Capital punishment for heinous crimes was reintroduced in 1996, only to be scrapped in 2006.

Violates life

Just like in previous years, religious leaders stood their ground against the reintroduction of death into the country’s penal system.

Archbishop Martin Jumoad of the Ozamiz Archdiocese said the Catholic Church “is always against the death penalty because of the hope that the culprit will change while in jail.”

“We believe in God’s grace to effect change in human life,” Jumoad stressed.

“We adhere to the Pope’s doctrine that death, as a punishment, is inadmissible and an attack on the dignity of the person,” said Claretian missionary priest Angel Calvo, president of the Zamboanga-Basilan Integrated Development Alliance.

“Death penalty violates the right to life and there is no conclusive evidence that it can deter crime more effectively,” said Sultan Maguid Maruhom, executive director of Pagadian City-based group Ummah Fi Salam.

Maruhom said the death penalty is against international laws which the Philippines is a party of, particularly the International Covenant on Civil and Political Rights, “which was firmed up to enhance life.”

Not good deterrent

“We condemn that, as a church, not only because of our faith but also because the death penalty has never been proven to deter criminal acts,” Bishop Antonio Ablon of Iglesia Filipina Independiente (IFI) in Pagadian City, emphasized. 

“Studies show that the death penalty is not a deterrent to any form of crime … undermines the fallibility of the justice system, desecrates the right to life, promotes punitive and retributive justice rather than restorative justice and further disadvantages the poor,” laments Fr.
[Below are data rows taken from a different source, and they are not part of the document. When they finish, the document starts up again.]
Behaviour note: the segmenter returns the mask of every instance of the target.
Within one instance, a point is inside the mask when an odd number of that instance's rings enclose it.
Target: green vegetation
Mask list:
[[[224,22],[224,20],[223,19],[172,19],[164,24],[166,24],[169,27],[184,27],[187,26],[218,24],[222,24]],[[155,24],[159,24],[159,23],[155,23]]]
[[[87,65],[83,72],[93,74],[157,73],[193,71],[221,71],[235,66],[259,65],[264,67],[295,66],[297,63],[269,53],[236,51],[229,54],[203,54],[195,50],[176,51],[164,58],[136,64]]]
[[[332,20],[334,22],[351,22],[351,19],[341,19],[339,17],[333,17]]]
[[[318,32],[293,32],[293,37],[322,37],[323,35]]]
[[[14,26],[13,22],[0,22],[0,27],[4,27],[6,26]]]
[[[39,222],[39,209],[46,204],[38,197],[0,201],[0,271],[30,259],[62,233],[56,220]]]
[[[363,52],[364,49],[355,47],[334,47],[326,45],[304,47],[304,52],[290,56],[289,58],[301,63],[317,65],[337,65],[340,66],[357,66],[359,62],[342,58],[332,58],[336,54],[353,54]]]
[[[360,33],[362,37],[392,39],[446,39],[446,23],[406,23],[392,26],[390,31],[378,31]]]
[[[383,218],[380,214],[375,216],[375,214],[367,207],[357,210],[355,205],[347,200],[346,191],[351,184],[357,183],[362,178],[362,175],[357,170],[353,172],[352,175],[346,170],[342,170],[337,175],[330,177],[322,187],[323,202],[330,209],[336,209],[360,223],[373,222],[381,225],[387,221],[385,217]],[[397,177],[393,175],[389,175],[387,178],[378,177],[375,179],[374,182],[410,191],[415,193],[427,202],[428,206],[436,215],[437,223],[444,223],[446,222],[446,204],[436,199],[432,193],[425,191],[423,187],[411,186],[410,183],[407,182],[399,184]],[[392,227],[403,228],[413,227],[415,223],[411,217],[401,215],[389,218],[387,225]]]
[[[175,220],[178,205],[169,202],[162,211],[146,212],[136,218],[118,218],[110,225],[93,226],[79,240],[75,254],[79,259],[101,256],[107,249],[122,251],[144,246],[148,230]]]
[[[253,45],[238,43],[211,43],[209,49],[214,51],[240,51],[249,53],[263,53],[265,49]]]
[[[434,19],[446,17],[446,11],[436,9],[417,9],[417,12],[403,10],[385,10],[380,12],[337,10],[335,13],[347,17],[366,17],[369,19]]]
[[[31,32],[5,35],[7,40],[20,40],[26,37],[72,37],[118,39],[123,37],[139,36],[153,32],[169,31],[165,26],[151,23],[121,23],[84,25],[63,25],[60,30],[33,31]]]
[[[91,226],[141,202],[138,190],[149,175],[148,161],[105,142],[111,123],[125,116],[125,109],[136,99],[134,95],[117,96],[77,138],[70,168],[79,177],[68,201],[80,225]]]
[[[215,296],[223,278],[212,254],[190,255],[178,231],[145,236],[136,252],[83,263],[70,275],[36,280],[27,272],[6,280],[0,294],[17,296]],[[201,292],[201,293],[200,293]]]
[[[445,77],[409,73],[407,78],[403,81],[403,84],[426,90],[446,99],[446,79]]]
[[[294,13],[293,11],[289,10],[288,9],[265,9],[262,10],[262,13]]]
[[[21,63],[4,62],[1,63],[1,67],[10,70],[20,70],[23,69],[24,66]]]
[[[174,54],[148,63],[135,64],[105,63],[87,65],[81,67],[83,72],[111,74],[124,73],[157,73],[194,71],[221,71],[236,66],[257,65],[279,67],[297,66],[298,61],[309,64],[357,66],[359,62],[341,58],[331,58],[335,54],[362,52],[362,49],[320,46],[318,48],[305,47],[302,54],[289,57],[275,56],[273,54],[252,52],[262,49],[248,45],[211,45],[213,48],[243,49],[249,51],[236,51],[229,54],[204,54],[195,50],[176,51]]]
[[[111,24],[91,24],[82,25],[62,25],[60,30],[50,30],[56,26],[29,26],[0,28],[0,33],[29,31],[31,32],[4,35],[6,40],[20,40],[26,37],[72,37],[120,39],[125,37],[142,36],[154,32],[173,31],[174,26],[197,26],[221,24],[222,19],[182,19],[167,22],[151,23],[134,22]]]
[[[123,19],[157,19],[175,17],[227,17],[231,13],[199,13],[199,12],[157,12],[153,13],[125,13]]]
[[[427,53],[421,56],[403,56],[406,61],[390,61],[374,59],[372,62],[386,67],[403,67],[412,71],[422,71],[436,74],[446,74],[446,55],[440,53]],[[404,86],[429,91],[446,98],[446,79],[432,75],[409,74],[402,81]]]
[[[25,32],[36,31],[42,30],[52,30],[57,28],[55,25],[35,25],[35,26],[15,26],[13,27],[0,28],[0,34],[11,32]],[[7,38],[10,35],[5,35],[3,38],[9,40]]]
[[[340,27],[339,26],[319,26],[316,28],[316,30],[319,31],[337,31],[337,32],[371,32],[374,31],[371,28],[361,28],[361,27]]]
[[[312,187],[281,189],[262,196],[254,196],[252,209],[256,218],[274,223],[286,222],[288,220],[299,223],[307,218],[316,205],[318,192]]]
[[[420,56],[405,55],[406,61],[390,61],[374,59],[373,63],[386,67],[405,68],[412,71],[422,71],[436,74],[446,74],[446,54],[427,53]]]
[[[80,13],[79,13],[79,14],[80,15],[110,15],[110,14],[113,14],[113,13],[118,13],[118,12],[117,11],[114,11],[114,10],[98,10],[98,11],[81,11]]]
Jude Angeles, Vicar General of the Santa Isabel Prelature in Isabela City, Basilan.

Maruhom is worried that the poor, “who are usually left behind in the search for justice” end up the ones lining up for state-sanctioned killing.

“It is very dangerous because our judicial system has not yet been reformed effectively. There is fear that it will be exploited by the powerful and applied in a discriminatory manner … especially for the poor,” Maruhom said.

Fix the justice system

Instead of imposing the death penalty, the President should strengthen the country’s legal and justice systems to deter heinous crimes, Angeles counseled.

“The justice system of the Philippines is one problem. Because they cannot hire good lawyers, the innocent poor could easily be the subjects of the death penalty,” said Ablon.

Dr. Arlyn Jawad Jumaoas, executive director of the nongovernment Save the Children from War in Basilan, reminded the national government that injustices may not be solved by the death penalty.

“Man’s justice will never be perfect, when you kill a person in error, you can never rectify your mistake,” said Jumaoas, whose father was executed in Lamitan City while she was young.